PHOENIX -- Governor Jan Brewer on Wednesday issued an executive order barring state agencies from issuing benefits or drivers licenses to young immigrants who are granted a reprieve from deportation under a new federal policy.
The executive order came on the same day that the U.S. Citizen and Immigration Services department began accepting applications for the deferred action program and touched off a wave of disappointment among young immigrants who began the day celebrating.
"I don't think it's right what she did, I think it's her way of stealing the spotlight," said Edar Rosas, a 26 year old undocumented immigrant.
Rosas was among a large group that marched to the State Capitol Wednesday night to express disappointment. They planned to stay overnight.
Brewer said she issued the order after getting questions from various state agencies about whether benefits would be granted to immigrants who obtain work authorization under the deferred action plan.
"There were questions about what agencies would do, so we just made it perfectly clear so there would be no misunderstanding," Brewer said. "Actually it's no different than what's already in place, no drivers' licenses to illegal people, and no benefits."
While the program never came with a promise of any government benefits, the majority of young applicants in Arizona were under the assumption a work permit would have enabled them to get a driver's license.
"It was just complete shock because if you are allowed to have your work permit, why would you not be able to have your license?
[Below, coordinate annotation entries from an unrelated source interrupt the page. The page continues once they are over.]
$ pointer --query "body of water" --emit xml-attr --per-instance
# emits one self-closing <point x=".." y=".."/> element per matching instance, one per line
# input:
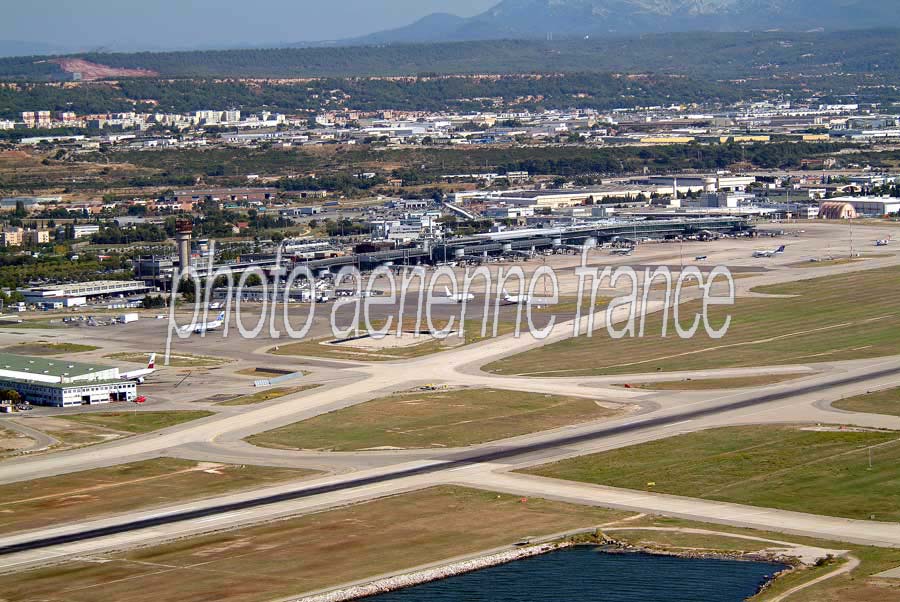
<point x="584" y="574"/>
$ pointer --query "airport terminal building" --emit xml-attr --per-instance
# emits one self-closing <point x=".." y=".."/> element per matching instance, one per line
<point x="62" y="383"/>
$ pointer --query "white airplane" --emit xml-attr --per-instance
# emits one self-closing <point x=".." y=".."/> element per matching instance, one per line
<point x="138" y="376"/>
<point x="515" y="299"/>
<point x="201" y="328"/>
<point x="458" y="297"/>
<point x="769" y="252"/>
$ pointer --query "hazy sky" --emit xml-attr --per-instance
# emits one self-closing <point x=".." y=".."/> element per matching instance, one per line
<point x="154" y="24"/>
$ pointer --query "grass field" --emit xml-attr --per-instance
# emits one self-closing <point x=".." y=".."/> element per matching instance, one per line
<point x="104" y="491"/>
<point x="138" y="422"/>
<point x="12" y="441"/>
<point x="879" y="402"/>
<point x="821" y="472"/>
<point x="176" y="360"/>
<point x="450" y="418"/>
<point x="37" y="323"/>
<point x="286" y="558"/>
<point x="819" y="320"/>
<point x="708" y="384"/>
<point x="266" y="395"/>
<point x="45" y="348"/>
<point x="471" y="334"/>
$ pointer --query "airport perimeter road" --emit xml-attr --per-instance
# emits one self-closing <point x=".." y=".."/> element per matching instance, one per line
<point x="868" y="533"/>
<point x="477" y="467"/>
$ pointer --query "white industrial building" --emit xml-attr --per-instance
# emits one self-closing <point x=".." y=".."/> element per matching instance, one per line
<point x="62" y="383"/>
<point x="96" y="288"/>
<point x="870" y="205"/>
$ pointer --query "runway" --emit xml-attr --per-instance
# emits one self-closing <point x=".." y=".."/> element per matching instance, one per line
<point x="365" y="475"/>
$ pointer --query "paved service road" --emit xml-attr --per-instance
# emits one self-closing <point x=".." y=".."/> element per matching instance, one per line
<point x="366" y="475"/>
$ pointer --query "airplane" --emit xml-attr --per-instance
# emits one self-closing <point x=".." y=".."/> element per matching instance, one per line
<point x="459" y="297"/>
<point x="769" y="252"/>
<point x="138" y="376"/>
<point x="201" y="328"/>
<point x="515" y="299"/>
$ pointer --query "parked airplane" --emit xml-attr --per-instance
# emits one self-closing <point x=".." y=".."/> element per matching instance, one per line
<point x="458" y="297"/>
<point x="515" y="299"/>
<point x="769" y="252"/>
<point x="138" y="376"/>
<point x="201" y="328"/>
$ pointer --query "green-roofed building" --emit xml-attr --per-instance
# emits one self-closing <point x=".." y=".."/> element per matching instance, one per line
<point x="63" y="383"/>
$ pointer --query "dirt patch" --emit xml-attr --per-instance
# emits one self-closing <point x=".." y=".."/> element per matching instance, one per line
<point x="92" y="71"/>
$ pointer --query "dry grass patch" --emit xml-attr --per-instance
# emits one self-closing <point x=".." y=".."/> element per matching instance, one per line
<point x="707" y="384"/>
<point x="449" y="418"/>
<point x="815" y="320"/>
<point x="880" y="402"/>
<point x="289" y="557"/>
<point x="103" y="491"/>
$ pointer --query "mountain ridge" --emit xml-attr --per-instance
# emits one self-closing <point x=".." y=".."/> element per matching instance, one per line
<point x="518" y="19"/>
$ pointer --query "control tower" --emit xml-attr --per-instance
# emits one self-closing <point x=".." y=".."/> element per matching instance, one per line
<point x="183" y="231"/>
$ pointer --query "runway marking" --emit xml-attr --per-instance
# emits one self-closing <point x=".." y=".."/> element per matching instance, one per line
<point x="210" y="519"/>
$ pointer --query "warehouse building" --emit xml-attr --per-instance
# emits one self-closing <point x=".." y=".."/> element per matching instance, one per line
<point x="88" y="290"/>
<point x="62" y="383"/>
<point x="869" y="205"/>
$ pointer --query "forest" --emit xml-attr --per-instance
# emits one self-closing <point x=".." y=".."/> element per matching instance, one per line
<point x="709" y="54"/>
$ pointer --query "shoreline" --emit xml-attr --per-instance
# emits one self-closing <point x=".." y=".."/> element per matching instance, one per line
<point x="390" y="584"/>
<point x="604" y="544"/>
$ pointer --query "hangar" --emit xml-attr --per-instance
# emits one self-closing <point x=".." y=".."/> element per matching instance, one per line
<point x="62" y="383"/>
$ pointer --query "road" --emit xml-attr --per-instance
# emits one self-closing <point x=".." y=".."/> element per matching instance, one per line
<point x="361" y="476"/>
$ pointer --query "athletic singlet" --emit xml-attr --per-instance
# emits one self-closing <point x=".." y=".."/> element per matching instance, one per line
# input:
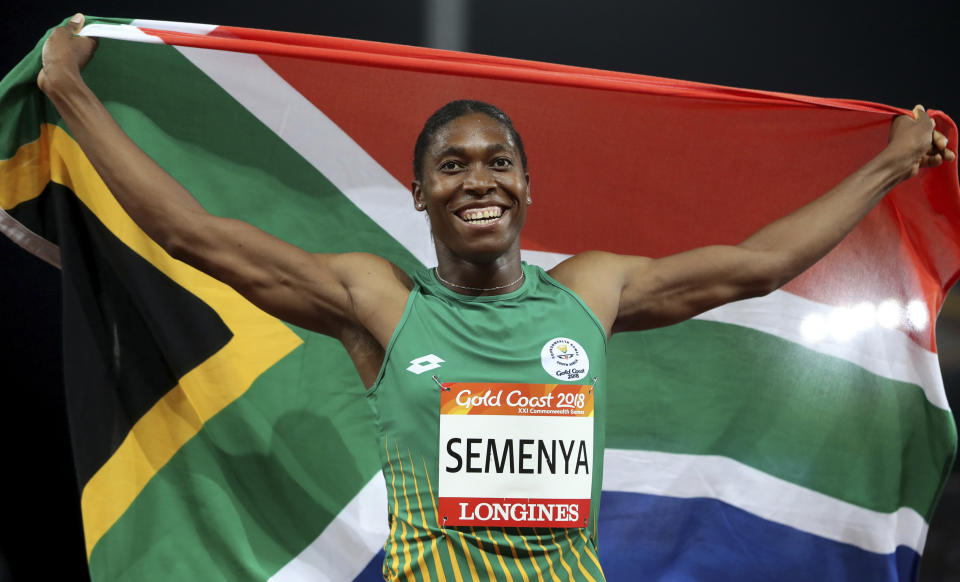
<point x="514" y="338"/>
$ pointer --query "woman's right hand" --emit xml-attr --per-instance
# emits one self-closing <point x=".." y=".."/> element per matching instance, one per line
<point x="65" y="54"/>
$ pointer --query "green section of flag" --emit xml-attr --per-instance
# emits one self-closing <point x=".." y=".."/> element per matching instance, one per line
<point x="22" y="105"/>
<point x="812" y="419"/>
<point x="258" y="484"/>
<point x="233" y="164"/>
<point x="266" y="475"/>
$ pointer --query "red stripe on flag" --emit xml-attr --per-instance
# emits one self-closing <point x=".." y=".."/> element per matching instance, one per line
<point x="641" y="165"/>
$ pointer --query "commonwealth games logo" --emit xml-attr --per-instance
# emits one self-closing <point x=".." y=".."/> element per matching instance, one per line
<point x="564" y="359"/>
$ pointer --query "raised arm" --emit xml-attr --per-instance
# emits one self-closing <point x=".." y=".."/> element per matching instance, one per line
<point x="331" y="294"/>
<point x="631" y="293"/>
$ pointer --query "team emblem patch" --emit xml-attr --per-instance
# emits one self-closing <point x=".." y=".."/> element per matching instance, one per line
<point x="565" y="359"/>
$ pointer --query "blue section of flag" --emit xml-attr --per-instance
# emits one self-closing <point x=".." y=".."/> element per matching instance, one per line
<point x="667" y="539"/>
<point x="373" y="572"/>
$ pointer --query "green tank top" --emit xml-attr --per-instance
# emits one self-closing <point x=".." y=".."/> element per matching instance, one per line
<point x="539" y="335"/>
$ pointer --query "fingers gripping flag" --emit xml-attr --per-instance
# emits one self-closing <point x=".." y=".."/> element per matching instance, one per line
<point x="801" y="436"/>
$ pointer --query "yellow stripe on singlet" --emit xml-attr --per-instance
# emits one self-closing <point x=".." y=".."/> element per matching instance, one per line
<point x="513" y="550"/>
<point x="546" y="554"/>
<point x="420" y="563"/>
<point x="533" y="559"/>
<point x="563" y="561"/>
<point x="393" y="522"/>
<point x="583" y="570"/>
<point x="407" y="560"/>
<point x="587" y="548"/>
<point x="446" y="537"/>
<point x="483" y="555"/>
<point x="496" y="548"/>
<point x="466" y="550"/>
<point x="423" y="520"/>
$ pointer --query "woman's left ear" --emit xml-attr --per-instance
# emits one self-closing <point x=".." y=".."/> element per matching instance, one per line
<point x="417" y="196"/>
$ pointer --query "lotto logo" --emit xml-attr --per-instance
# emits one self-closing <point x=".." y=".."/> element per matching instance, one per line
<point x="424" y="364"/>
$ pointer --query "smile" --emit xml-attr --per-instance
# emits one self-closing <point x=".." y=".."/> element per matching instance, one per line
<point x="481" y="216"/>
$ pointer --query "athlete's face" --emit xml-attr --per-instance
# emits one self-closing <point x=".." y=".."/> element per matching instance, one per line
<point x="474" y="188"/>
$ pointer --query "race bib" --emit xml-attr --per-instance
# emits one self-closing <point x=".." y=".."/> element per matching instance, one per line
<point x="515" y="455"/>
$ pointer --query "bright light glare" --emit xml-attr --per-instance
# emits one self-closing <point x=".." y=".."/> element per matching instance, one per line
<point x="843" y="325"/>
<point x="889" y="314"/>
<point x="813" y="328"/>
<point x="864" y="316"/>
<point x="917" y="314"/>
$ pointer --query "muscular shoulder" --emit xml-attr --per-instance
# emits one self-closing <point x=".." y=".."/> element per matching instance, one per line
<point x="377" y="290"/>
<point x="368" y="271"/>
<point x="598" y="277"/>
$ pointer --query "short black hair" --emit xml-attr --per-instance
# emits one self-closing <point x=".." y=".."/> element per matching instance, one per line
<point x="454" y="110"/>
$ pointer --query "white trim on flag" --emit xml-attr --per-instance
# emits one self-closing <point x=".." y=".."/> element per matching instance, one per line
<point x="172" y="26"/>
<point x="324" y="145"/>
<point x="119" y="32"/>
<point x="28" y="240"/>
<point x="889" y="353"/>
<point x="347" y="544"/>
<point x="763" y="495"/>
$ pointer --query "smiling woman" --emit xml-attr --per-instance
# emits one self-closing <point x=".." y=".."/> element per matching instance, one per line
<point x="472" y="181"/>
<point x="513" y="327"/>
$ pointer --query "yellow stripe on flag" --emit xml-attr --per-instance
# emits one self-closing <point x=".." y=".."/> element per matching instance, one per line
<point x="259" y="340"/>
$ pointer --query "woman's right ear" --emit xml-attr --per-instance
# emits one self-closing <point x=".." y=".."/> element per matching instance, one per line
<point x="418" y="202"/>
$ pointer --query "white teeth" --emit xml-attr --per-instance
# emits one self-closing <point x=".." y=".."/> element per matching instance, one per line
<point x="482" y="215"/>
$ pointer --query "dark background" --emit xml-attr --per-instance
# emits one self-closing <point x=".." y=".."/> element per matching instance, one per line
<point x="901" y="53"/>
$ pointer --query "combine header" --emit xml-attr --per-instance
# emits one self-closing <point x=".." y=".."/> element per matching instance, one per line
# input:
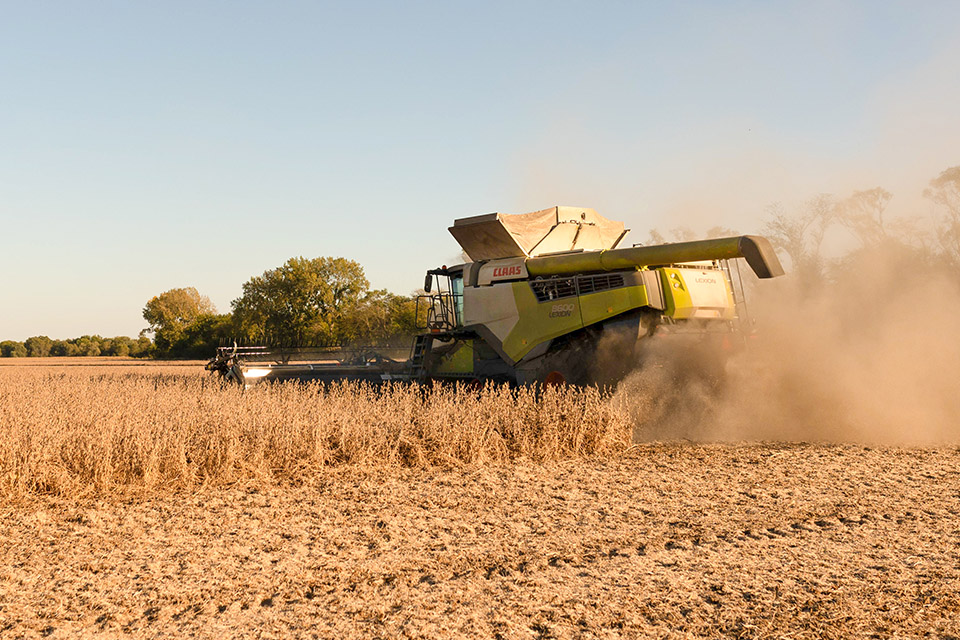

We need to get to our jobs," said Dulce Vasquez, who plans to apply for the program later this week.
Immigration attorneys say Brewer's order may contradict current state policy on state identification.
"It's pretty inconsistent for the Governor to issue this order" said Regina Jeffries, who chairs the Arizona Chapter of the American Immigration Lawyers Association
Jeffries says while Brewer is correct in saying the state does not grant licenses to those with unlawful presence, individuals granted deferred action will actually have authorized presence.
Political opponents wasted no time accusing the Governor of political grandstanding in issuing the order.
"By issuing an executive order with questionable impact, Governor Brewer has shown again that she'll jump at the chance to grandstand for political attention, but she is not at all interested in finding real solutions to immigration," Senate Minority Leader David Schapira said in a statement.
Brewer denied any political posturing and said she was merely doing her job to clarify policy for state agencies.
The order directs state agencies which issue public benefits and state-issued identification to start any necessary emergency rule making to address the issue.